@Brad E.
Let me give you an insight into a similar situation of yours that I recently dealt with.
Although it might be slightly different, I'm sure you can relate to my story.
I had to learn it the hard way- lost roughly $1000 on Due diligence, credit check, flood cert, and Appraisal partially on my part but you can't predict everything.
So here goes:
I went through the whole process, placing an offer, getting a counter, accepting, depositing due diligence deposit and earnest money. I had 2 weeks to do the due diligence process= get my home inspection, start my loan paperwork with the local lender, get an appraisal. I wanted to do it within the 2 weeks of due diligence process because I knew if I went over that and I still haven't finalized my research on the property, I could lose big.
Based on my home inspection I found out that there were a lot of repairs to be done, already with a thin margin of ~$50/month cash flow (if you take out all expenses including PM), I would be at a loss for quite some time because of repairs being factored into it. Going in, when I did the walk through, I didn't see anything that would be a major concern (I wish I had more knowledge and/or had a home inspector come out with me on another time after I walk the property initially). Big ticket items such as: toilet leak leading to replace the whole bathroom floor, faucet leaks on under sinks, etc etc (something I hadn't noticed during my initial inspection). Long story short, I was looking at around $1000 repairs and HVAC needed replacement in roughly 3-4 years. With $50/month cash flow, that is way too thin of a margin for me to factor in the repair cost and items such as HVAC (even if I added in the CapEX expense per month-which I did).
All in all, I asked the seller to repair everything based on my home inspection.
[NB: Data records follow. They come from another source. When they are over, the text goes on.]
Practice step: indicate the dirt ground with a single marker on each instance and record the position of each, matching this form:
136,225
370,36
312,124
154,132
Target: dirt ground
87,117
They only agreed on fixing minor things and I could not do it because of the big ticket items that would eat into my cash flow. So I terminated my contract and took my loss.
I learned a lot, but it hurt to lose $1K into thin air. My advice is this: you have to look at your numbers: for your case, even if you're paying 11K over, if you have $100 cash flow (like you said) a month, that is a pretty good margin- not too thin- you have a decent amount of cushion if things go wrong- assuming you did your analysis correctly. If you're a buy and hold (long-term) investor like me, I would still do it even if it appraised lower than your purchase price. Also, if your market is on the rise, that property can appreciate and make-up for the $11K difference and you're still making money with the cash flow! It really depends on your goal, if you want cash flow, and it works, go for it. If you're trying to flip, that is a different story.
Good luck and hope to hear how it went!